Court Opinion

ID: 9855580
Source: CourtListenerOpinion
Date Created: 2023-09-24 06:27:39.070608+00
Date Added: 2024-06-11T09:36:13.376974
License: Public Domain

ARGUELLES, J.,* Concurring and Dissenting.
 I concur in the majority opinion in all respects, with the exception of its affirmance of defendant’s conviction for violation of Penal Code section 12021 (hereafter section 12021), possession of a concealable firearm by an ex-felon. On that point, I conclude that defendant was not an “ex-felon” for purposes of the section 12021 charge because he had obtained an honorable discharge from the Youth Authority under Welfare and Institutions Code section 1772 (hereafter section 1772) following his 1972 manslaughter conviction. Section 1772 expressly provides that such an honorable discharge shall release a person “from all penalties and disabilities resulting from the offense or crime for which he or she was committed,” and the Attorney General, in a formal opinion issued nearly 30 years ago, specifically concluded that section 12021 is one of the “penalties and disabilities” of which an honorable dischargee is relieved by virtue of section 1772. (See 32 Ops.Cal.Atty.Gen. 43, 45-46 (1958).) Although the Legislature later amended the somewhat analogous provisions of Penal Code section 1203.04—which govern the effect of a dismissal of charges after the successful completion of probation—to provide that a Penal Code section 1203.4 dismissal shall not affect a discharged adult probationer’s status for purposes of section 12021 (Stats. 1961, ch. 1735, § 1, p.3744), the Legislature has not yet made a similar change in section 1772. While this may be an oversight that the Legislature may want to cure in the future, until the Legislature amends the provision I believe we must apply section 1772 as it *557currently reads and has been interpreted. Indeed, as I read the Attorney General’s brief, he has virtually conceded that, in light of the current language of section 1772 and the past authorities construing similar language, defendant’s section 12021 conviction must be reversed.1
While I conclude defendant’s section 12021 conviction must be reversed, I do not believe that this error could have prejudiced defendant at the penalty phase. Although it is true that under the court’s penalty phase instructions the jury might theoretically have considered the section 12021 conviction as an aggravating factor, the prosecutor did not argue that the jury should view the possession-of-a-firearm conviction as a significant or even a subsidiary factor which should lead it to impose a penalty of death rather than life without possibility of parole; indeed, the prosecutor never even mentioned the section 12021 conviction in his penalty phase argument at all. Because defendant’s principal culpability in this case stemmed from his violent use of a firearm to kill the victim rather than simply his wrongful possession of the weapon, and because the prosecutor—in discussing defendant’s past conduct—strongly emphasized the numerous instances in which defendant had in the past actually used a firearm in a violent manner,2 there is in my view no risk that the jury’s penalty determination in this case was improperly influenced by the erroneous possession-of-a-firearm conviction.
Accordingly, while I dissent from the affirmance of the section 12021 conviction, I concur in all other aspects of the majority opinion, including the affirmance of the penalty judgment.

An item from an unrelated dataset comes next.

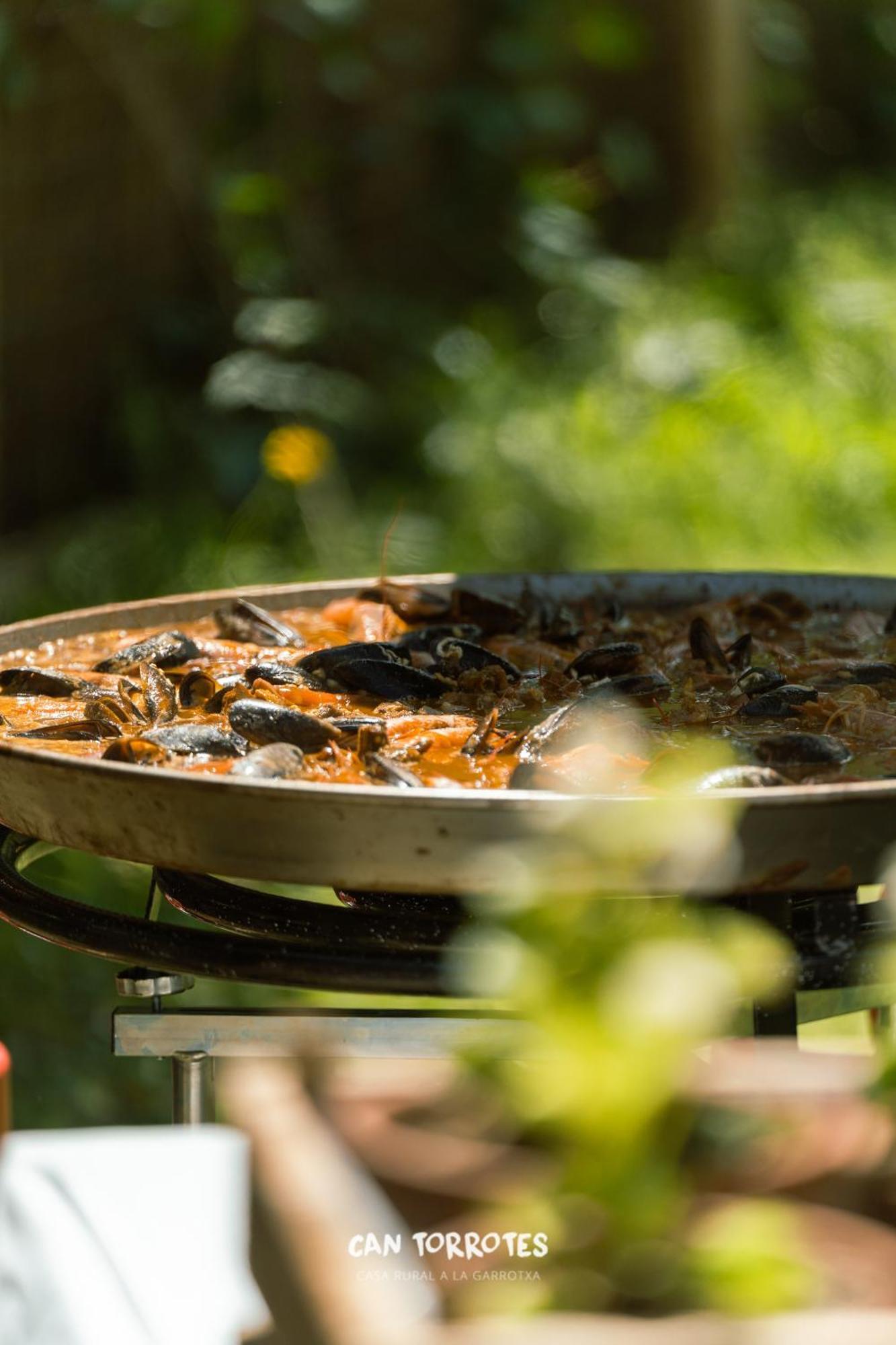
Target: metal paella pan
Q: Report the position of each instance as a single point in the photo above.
(447, 840)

Retired Associate Justice of the Supreme Court sitting under assignment by the Chairperson of the Judicial Council.

In a supplemental brief directed in part to this issue, the Attorney General states: “Although no existing case authority is directly on point, the best reasoning supports the view that the restrictions on firearm possession contained within section 12021 do not apply to honorable dischargees.”

As the majority opinion notes, at the penalty phase the prosecution presented evidence of three incidents preceding the instant homicide in which the defendant had violently used a firearm: (1) his shooting and killing of Alcus Dorton in 1968, (2) his firing of three shots through the front door of Bobby Ingram’s residence in 1974, resulting in the wounding of Ingram, and (3) his firing of a shot at Vicky Clark in 1974, apparently because he was angry over her refusal to purchase a gun from him.